The two crucial features – performance and scalability – are just part of what makes Quobyte the perfect storage system for HLRS. It’s the software’s multi-tenancy capabilities, fault tolerance, and manageability that are lifting it way above par.
Dr. Thomas Bönisch
Head of Software & Systems at HRLS
Enabling Collaboration by Removing Data Silos
“The two crucial features – performance and scalability – are just part of what makes Quobyte the perfect storage system for HLRS, though,” says Dr. Thomas Bönisch, co-chair of the HLRS innovation group, “it’s the software’s multi-tenancy capabilities, fault tolerance, and manageability that are lifting it way above par.”
Unlike other HPC file systems, Quobyte delivers features that prove extremely useful for modern HPC infrastructure management. Multi-tenancy with full-fledged ACLs means that a strict separation of concerns and users is possible, guaranteeing a high level of security. At the same time, the ability to host different users on one and the same file system pleases the HLRS administrators because it makes the entire system more manageable. Instead of having to manage several different storage systems, they deal with a single interface that serves all their needs. Hence, there are no more data silos that would require additional manpower to handle and operate.

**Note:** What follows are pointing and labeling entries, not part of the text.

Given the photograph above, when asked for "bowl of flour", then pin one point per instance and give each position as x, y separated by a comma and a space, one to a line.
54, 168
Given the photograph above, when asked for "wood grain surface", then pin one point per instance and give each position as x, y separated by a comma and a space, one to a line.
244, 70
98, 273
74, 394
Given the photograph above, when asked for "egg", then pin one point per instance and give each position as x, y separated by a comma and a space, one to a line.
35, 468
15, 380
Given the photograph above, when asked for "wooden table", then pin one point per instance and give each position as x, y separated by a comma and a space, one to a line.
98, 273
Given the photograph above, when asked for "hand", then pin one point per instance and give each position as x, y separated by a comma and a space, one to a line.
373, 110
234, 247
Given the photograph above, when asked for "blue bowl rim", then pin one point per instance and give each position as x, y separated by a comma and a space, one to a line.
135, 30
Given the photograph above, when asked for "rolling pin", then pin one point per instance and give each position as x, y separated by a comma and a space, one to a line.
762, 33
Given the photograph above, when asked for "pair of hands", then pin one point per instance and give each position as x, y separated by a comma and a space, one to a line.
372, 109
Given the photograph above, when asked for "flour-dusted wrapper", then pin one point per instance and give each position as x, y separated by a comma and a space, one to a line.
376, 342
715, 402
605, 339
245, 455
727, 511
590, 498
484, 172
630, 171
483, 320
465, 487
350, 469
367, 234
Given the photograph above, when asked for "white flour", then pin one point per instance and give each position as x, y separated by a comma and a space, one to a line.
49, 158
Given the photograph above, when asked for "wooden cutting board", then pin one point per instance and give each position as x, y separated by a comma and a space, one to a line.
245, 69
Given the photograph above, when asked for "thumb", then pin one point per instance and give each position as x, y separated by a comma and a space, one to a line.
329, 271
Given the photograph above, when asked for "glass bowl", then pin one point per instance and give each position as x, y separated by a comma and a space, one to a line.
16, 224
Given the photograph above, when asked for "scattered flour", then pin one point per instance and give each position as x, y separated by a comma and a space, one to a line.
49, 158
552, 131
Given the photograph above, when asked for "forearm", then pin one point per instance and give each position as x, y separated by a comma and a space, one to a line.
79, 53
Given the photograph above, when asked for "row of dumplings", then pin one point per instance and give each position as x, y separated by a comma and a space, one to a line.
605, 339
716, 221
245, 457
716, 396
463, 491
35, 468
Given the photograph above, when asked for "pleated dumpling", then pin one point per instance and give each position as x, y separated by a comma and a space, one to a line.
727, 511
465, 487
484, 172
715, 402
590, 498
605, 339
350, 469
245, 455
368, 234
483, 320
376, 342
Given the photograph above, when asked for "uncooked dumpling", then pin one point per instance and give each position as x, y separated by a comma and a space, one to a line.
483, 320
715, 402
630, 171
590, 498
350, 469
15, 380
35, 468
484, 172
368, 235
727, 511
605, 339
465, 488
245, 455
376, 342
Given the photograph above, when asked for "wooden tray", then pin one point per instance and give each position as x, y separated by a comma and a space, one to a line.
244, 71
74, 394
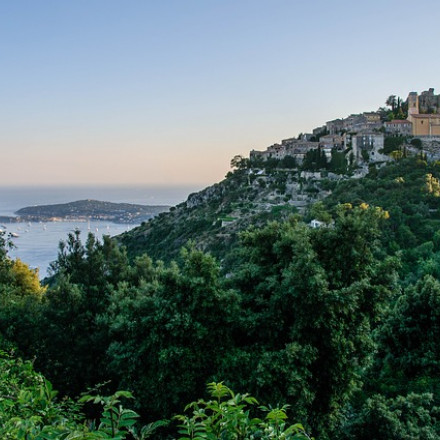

Easy Access on all Interfaces
What sets Quobyte apart, even more, is a unique feature: its native S3 interface. This allows researchers to easily ingest data via the standard object storage protocol and run analytics on that same data right away via the parallel file system. Creating a single namespace for all of HLRS’ data assets eliminates the need for tedious data migrations within the storage system. “The hybrid of S3 and parallel file system saves both researchers and administrators valuable time and makes their jobs a lot easier,” comments Thomas Beisel, Head of Software & Systems at HLRS.
Beyond S3, Quobyte supports a wide range of protocols that make it HPC-suitable – it integrates with Hadoop, speaks NFS and SMB via Samba, and has native clients for all OS types: Windows, MacOS, and Linux.
The hybrid of S3 and parallel file system saves both researchers and administrators valuable time and makes their jobs a lot easier!
Dr. Thomas Bönisch
Head of Software & Systems at HRLS
Performance and Manageability in HPC – at Scale
The operational efficiency HLRS’ team gains through the unified storage approach – that it grants access to the same data from virtually any platform – is further flanked by Quobyte’s patent-pending Paxos implementation, which allows the system to smartly handle hardware failures on its own; it automatically routes around such failures and avoids service interruptions. “The built-in monitoring via GUI or API helps administrators get a quick and detailed overview of what’s happening with the storage resources and where,” says Dr. Erich Focht. Scaling out by adding further devices and exchanging faulty hardware becomes a breeze.
All in all, Quobyte’s Data Center File System is the perfect match for HLRS’ HPC storage requirements. It scales to hundreds of PBs without increasing the administrative burden and handles workloads of hundreds of millions of small files with ease. Multi-tenancy and ACLs enable secure and strict separation of concerns so that different research teams and companies can use and work on the same infrastructure simultaneously. And Quobyte’s monitoring tools, together with the health manager and a clear dashboard provide a near real-time overview of the cluster’s status and health, providing storage administrators the tools they need to drill into the details required to operate efficiently.